NAD+, a vital metabolite and co-enzyme, exists in two primary states within cells: oxidized (NAD+) and reduced (NADH), both crucial for metabolic processes like glycolysis, the tricarboxylic acid (TCA) cycle, and the electron transport chain (ETC). NAD+ is essential for the enzymatic activities that drive post-translational modifications, including those catalyzed by sirtuins such as SIRT1 and ADP-ribosyltransferases (PARPs). Particularly, SIRT1 regulates basal metabolism by deacetylating key metabolic regulators, while PARP1, under DNA damage, consumes NAD+ significantly, impacting cellular viability due to ATP depletion.
Aging triggers chronic DNA damage and subsequent PARP activation, leading to NAD+ depletion and mitochondrial dysfunction, which can be counteracted by NAD+ precursors like nicotinamide mononucleotide (NMN). Additionally, PARP1 inhibitors can enhance mitochondrial function by raising cellular NAD+ levels. Cellular NAD+ is maintained through three synthesis pathways: the de novo pathway from tryptophan in the liver, the Preiss–Handler pathway from nicotinic acid, and the salvage pathway from nicotinamide riboside (NR) or nicotinamide (NAM). Fluctuations in NAD+ levels have significant cellular impacts, with emerging evidence suggesting NAD+ can traverse cellular membranes via specific transport proteins, impacting mitochondrial function and DNA synthesis directly.

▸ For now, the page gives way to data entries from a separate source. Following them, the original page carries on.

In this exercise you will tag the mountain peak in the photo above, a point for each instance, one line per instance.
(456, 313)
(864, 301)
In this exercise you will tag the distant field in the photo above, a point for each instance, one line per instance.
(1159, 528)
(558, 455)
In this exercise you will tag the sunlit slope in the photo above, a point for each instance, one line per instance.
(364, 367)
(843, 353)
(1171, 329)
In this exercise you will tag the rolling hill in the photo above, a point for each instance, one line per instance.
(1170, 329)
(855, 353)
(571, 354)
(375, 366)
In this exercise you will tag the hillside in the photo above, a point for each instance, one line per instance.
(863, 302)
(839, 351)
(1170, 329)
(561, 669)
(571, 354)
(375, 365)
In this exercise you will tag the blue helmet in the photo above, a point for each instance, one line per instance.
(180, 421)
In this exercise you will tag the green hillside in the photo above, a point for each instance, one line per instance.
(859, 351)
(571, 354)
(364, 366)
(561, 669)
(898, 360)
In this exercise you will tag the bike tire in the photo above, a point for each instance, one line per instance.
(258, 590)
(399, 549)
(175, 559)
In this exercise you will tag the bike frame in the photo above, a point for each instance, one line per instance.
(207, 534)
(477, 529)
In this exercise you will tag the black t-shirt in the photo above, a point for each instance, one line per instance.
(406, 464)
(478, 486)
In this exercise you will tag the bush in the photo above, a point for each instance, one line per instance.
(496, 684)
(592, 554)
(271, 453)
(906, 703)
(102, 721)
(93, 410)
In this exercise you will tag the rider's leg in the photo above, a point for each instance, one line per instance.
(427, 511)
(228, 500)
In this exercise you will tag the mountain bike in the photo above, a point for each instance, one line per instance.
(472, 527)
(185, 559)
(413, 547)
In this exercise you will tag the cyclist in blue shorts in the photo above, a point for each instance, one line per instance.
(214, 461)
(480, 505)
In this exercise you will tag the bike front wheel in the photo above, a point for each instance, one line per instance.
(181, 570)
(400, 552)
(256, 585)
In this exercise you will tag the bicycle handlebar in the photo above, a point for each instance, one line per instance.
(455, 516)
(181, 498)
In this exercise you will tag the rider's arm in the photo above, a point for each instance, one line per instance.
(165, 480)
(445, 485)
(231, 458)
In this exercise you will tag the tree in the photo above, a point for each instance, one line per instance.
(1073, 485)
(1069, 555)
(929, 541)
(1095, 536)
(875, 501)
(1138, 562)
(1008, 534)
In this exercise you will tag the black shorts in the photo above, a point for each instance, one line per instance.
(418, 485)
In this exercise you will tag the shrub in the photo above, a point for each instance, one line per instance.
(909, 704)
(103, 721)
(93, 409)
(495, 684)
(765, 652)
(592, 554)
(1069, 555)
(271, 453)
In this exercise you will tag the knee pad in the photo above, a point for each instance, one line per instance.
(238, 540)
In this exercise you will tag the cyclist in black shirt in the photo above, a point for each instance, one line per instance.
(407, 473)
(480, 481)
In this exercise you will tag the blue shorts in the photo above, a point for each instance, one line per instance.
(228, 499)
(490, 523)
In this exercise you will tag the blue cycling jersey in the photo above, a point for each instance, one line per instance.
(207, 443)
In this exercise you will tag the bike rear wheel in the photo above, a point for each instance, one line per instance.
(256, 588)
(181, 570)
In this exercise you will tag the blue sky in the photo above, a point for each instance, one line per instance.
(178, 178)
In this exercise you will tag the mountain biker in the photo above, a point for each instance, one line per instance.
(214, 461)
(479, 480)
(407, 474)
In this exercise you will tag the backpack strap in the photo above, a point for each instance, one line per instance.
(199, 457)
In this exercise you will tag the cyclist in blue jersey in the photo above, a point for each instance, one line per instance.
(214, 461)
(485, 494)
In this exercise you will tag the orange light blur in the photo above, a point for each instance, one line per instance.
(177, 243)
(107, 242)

In experimental studies, altering NAD+ levels through inhibition of PARP1, SIRT1, and NAMPT affected DNA synthesis across various cell models. PARP inhibition consistently reduced DNA synthesis, while NAMPT inhibition had a pronounced effect in HeLa cells, significantly reducing intracellular NAD(H) levels. The study extended to measuring DNA synthesis and DNA damage response (DDR) activation, finding that NAMPT inhibition decreased DNA synthesis in HeLa cells without affecting U2OS cells, and that PARP1 inhibition reduced DNA synthesis globally and triggered DDR. Analyses using the DNA fibre technique further quantified replication fork dynamics, revealing that PARP1 inhibition could enhance fork progression and activate DDR. This comprehensive study underscores the complex role of NAD+ in regulating mitochondrial function, DNA replication, and cell proliferation, proposing a nuanced model of NAD+ action within cellular and genomic contexts.